Online news comments are casual free text generated by readers. Evaluating such content is not a trivial task. Historically, the moderation task was accomplished by humans. However, with the rapidly growing volume of online comments, the manual process consumes a vast amount of resources. Although much research has been done on automatically analyzing online comments, only a few studies have been conducted in journalism specifically. In addition, the criteria used for moderation vary a lot depending on the problem to be solved and the specific settings.
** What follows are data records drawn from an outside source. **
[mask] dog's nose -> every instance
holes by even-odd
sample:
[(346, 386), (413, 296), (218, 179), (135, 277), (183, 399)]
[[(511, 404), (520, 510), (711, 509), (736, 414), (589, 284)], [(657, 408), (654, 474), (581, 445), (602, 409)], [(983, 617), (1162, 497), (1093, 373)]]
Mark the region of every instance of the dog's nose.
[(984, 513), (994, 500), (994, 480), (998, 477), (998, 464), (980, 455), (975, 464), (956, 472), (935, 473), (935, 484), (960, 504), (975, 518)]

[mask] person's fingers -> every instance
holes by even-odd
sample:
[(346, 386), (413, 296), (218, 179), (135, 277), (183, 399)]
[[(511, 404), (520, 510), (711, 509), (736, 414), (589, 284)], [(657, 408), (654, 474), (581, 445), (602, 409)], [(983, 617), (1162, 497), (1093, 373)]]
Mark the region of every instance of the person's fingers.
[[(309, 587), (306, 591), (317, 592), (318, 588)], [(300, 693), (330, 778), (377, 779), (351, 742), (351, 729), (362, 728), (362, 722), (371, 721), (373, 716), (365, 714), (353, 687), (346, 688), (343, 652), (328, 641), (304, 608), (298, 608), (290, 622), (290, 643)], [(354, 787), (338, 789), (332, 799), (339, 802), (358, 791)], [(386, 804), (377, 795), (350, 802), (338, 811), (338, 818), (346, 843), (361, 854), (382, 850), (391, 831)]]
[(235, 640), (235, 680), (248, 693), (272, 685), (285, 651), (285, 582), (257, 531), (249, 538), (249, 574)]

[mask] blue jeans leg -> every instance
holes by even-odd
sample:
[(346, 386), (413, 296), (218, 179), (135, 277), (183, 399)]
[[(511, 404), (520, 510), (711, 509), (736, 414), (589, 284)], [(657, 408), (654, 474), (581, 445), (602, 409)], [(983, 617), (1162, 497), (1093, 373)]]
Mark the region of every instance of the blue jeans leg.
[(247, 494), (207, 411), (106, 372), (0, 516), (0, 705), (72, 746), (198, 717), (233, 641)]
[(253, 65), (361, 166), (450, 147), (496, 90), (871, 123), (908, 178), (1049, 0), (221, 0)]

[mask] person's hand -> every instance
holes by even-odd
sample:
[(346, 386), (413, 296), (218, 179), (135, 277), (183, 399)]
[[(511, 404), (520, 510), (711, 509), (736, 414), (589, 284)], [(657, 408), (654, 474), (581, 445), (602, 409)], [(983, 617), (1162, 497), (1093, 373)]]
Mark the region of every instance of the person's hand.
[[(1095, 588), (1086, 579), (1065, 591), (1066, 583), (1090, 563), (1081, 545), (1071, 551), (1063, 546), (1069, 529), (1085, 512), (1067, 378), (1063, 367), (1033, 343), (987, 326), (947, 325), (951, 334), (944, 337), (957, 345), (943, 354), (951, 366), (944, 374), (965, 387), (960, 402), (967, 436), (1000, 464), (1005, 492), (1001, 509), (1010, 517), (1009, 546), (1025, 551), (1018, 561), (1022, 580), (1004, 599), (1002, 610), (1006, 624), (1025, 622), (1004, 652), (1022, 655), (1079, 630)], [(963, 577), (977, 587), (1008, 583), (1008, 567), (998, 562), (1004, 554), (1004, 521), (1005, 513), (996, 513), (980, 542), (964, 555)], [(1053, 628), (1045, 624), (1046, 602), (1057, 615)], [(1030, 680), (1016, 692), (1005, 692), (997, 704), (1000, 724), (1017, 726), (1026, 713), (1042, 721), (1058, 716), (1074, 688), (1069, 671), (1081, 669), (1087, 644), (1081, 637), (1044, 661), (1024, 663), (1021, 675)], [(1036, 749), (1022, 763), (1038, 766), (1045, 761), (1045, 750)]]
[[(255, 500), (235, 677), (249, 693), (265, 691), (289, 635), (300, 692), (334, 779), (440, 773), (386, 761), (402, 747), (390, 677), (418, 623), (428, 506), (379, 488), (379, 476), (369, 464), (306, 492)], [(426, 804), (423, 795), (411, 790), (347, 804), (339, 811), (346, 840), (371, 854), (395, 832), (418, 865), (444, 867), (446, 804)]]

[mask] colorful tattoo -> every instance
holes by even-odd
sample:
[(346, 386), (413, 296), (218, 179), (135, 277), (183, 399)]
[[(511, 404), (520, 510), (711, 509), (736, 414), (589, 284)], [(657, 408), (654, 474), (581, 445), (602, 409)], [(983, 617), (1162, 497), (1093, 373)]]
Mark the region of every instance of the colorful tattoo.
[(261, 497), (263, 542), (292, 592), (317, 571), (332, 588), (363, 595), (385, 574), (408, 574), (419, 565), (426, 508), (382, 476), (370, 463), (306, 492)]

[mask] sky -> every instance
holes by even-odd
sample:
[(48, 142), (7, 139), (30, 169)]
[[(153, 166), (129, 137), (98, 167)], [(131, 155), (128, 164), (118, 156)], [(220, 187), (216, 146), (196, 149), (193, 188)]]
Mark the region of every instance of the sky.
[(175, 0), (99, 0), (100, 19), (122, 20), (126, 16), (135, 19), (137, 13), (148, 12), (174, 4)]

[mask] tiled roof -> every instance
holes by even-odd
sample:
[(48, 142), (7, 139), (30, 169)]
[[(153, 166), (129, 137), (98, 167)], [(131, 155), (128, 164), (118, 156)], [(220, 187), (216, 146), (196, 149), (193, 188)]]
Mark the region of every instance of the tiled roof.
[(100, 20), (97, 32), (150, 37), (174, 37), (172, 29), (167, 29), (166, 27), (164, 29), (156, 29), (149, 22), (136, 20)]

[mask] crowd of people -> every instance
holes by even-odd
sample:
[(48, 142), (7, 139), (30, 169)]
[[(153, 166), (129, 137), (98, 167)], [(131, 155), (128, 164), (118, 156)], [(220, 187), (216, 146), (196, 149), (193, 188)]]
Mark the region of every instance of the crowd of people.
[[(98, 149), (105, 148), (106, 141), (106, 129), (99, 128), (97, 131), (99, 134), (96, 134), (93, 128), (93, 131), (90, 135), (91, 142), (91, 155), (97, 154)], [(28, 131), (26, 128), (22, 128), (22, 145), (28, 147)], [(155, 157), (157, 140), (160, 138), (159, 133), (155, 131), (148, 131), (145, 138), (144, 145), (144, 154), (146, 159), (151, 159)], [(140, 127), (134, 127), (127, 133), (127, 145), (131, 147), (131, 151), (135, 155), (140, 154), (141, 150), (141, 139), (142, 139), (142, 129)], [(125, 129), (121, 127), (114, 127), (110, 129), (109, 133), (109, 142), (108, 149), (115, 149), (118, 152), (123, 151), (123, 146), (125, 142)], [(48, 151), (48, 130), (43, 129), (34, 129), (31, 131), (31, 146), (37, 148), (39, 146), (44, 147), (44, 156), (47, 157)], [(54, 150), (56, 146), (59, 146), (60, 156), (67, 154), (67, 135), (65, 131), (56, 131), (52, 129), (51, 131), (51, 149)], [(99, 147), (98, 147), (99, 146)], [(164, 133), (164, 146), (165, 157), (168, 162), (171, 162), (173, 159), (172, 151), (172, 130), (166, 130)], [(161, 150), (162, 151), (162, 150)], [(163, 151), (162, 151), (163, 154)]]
Eui-Hong Han and Ling Jiang discuss ModBot, a machine learning-based tool developed for automatic comments moderation, and share the challenges they faced in developing and deploying ModBot into production. ModBot contains a set of predictive models trained on tens of thousands of comments with human-moderated labels. Eui-Hong and Ling explain why they consider the problem of comments moderation as a classification task and why they engineered several additional features beyond besides bag-of-words extracted from the content. You’ll learn how they built the models, refined them based on moderation criteria, and deployed ModBot in the production environment for more efficient and economical comments moderation.

Photo of Eui-Hong Han

Eui-Hong Han

The Washington Post

Eui-Hong (Sam) Han is the director of big data and personalization at the Washington Post. Sam is an experienced practitioner of data mining and machine learning and has an in-depth understanding of analytics technologies. He has successfully applied these technologies to solve real business problems. At the Washington Post, he leads a team building an integrated big data platform to store all aspects of customer profiles and activities from both digital and print circulation, content metadata, and business data. His team is building an infrastructure, tools, and services to provide personalized experience to customers, empower the newsroom with data for better decisions, and provide targeted advertising capability. Previously, he led the Big Data practice at Persistent Systems, started the Machine Learning Group in Sears Holdings’s online business unit, and worked for a data mining startup company. Sam’s expertise includes data mining, machine learning, information retrieval, and high-performance computing. He holds a PhD in computer science from the University of Minnesota.

Photo of Ling Jiang

Ling Jiang

The Washington Post

Ling Jiang is a data scientist at the Washington Post, where she works on data mining and knowledge discovery from large volumes of data and has successfully built several data-powered products using machine learning and NLP techniques. Ling is skilled in using various machine learning and data mining techniques to tackle business problems. She holds a PhD in information science from Drexel University.